Ok, to start, I never know what will stick in the sieve of grey matter. Like Alzheimer’s patients, Da’s recall of memory somewhat increases with time from the event. Unlike them, or at least from what I hear, he somewhat has a grasp of new memories. Da can compile some data, for some time, maybe. What he remembers comes and goes.

I get hivey when I don’t think I have the whole story, and now that I am getting to know Da, he’s proving to be equally uncomfortable with surprise. When his brain functions as it does, surprises are everywhere. I cannot imagine it, honestly. I hope, by explaining things, that he’s not so adrift in an uncontrollable sea.

He also has this fear that I will be a trailblazer-encased road pizza when I’m out. Every fricken time. Be shocked, this makes my anxiety go through the roof. Thankfully, also prompted me to make a plan. Yay, plans!

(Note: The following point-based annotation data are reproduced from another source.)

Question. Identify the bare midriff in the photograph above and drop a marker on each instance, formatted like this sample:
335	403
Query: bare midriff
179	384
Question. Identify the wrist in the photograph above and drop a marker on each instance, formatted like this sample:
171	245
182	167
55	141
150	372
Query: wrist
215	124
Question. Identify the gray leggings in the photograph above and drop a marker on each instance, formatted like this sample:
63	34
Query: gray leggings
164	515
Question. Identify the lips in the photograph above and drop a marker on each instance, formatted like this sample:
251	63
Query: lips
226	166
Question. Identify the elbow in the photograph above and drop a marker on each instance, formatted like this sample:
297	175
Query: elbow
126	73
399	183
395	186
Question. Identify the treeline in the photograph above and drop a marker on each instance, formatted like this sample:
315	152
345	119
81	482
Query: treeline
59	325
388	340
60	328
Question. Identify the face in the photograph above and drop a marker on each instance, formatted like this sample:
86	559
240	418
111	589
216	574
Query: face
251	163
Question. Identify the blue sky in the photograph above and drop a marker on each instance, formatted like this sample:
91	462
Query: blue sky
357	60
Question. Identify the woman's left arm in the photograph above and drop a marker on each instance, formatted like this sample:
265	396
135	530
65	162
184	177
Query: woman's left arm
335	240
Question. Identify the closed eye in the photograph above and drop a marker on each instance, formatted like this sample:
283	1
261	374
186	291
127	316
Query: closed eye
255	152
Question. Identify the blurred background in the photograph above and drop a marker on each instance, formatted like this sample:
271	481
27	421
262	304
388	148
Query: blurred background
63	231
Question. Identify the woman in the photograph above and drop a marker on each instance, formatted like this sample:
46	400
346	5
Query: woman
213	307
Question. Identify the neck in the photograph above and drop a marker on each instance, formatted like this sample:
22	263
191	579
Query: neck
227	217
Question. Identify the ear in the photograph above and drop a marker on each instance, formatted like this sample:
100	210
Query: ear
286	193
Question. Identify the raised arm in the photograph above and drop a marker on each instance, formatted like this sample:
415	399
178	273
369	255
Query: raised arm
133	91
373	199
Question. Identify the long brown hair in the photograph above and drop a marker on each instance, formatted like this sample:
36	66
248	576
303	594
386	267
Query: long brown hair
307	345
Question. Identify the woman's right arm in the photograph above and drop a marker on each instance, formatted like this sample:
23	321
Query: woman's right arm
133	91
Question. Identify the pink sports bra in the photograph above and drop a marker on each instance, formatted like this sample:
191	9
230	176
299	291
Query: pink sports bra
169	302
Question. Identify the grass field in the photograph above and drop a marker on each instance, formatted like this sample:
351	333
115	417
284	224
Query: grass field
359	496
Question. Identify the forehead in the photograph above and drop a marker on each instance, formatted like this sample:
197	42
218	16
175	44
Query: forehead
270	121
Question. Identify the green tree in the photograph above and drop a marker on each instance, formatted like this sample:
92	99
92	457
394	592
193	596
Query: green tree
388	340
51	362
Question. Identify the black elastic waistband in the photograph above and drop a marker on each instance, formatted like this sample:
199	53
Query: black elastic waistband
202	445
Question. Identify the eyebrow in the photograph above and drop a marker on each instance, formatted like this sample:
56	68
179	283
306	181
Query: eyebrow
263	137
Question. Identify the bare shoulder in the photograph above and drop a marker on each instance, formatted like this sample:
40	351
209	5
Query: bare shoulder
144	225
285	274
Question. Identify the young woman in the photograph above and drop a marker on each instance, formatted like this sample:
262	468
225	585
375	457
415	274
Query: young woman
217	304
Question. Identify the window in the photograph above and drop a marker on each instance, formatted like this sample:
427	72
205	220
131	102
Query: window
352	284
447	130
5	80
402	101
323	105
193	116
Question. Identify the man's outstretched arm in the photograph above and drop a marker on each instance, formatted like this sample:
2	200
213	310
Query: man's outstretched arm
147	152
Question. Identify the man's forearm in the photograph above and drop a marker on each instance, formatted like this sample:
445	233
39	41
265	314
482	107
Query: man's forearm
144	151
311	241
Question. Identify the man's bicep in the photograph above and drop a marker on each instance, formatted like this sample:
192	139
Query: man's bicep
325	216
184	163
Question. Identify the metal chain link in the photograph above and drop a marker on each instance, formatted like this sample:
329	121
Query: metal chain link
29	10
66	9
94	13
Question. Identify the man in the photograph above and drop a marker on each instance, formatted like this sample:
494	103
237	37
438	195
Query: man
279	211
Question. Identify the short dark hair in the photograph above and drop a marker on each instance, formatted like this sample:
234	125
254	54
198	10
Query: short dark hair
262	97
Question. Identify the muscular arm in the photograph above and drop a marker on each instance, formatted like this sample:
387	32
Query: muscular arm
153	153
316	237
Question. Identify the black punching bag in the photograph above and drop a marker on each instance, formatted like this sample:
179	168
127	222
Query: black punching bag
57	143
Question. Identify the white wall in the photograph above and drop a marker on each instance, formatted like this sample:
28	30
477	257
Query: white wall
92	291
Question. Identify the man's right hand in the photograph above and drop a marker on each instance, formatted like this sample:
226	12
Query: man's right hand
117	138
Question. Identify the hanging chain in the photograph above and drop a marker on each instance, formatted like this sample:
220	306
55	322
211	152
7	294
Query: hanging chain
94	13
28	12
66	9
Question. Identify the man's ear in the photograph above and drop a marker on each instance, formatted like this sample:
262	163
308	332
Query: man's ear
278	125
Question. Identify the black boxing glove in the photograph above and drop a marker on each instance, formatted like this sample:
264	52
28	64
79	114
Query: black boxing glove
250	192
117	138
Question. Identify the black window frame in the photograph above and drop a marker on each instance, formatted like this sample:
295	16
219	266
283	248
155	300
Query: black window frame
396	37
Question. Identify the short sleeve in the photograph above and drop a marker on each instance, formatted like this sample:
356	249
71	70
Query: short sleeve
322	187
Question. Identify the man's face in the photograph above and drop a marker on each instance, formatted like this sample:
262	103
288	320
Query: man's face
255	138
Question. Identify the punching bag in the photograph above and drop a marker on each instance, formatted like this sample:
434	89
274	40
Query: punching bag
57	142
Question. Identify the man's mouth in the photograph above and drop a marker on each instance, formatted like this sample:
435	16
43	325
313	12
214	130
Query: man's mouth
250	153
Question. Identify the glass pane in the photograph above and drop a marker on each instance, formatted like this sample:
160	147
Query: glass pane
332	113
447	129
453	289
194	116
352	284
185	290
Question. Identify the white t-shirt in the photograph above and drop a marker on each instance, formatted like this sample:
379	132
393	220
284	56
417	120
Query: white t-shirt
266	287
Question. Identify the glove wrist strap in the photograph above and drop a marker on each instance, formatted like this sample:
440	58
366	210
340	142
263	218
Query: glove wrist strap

I haven’t a clue if Da ever remembers there’s a plan in place. 90% certain that if I ask him about the Burma campaign, however, pretty complete recall. I also know when next he expresses fear I had met an untimely end, I will trot out a two minute explanation on contingency plans. And hope that in that moment, at least, he can be like a child and assured that he is safe, well, warm, and fed. I’m afraid I can’t ensure much more than that.

Diatribe in f minor

I don’t know if I can make this rant intelligible, but I need to purge a flurry of arguments that are elbowing everything else put of my brain. The topic: the brouhaha over the legal edict that health insurance cover birth control, just like they do other medications and medical supplies. The Roman Catholic church is the heart of the maelstrom, with some evangelical communities surely in the mix, but from my sources at least, curiously subdued on the whole thing.

In the interests of fairness and all, I am of the ex-Catholic multitude. I decided to attend my Episcopal church after a very sad-face making Sunday. It was life month. Specifically, the day on which that priest elucidated the ills of family planning while not a single person in a huge congregation would welcome a new-comer, even during the passing of the peace.

Lest I sound like I have a huuuuuge chip on my shoulder, I love so much about my Catholic journey and the impact the church has had on those around me. My priest in high school rocked. I remember several of his homilies by heart and often turn to what I think he would say on a matter. My closest spiritual peer and really, in many regards, advisor, is Catholic.

As a woman, liberal, ex-Catholic, logic-embracing(I hope) person of faith, I am pissed. And disgusted. It’s not the moral stance about birth control. Decisions a Catholic woman makes, with her doctor, priest, husband, nun she’s known since high school, or in conversations with her God, are none of my concern. Edicts from the Pope to parishioners are matters for Catholics, not an ex-Catholic. I have removed myself from that by choice.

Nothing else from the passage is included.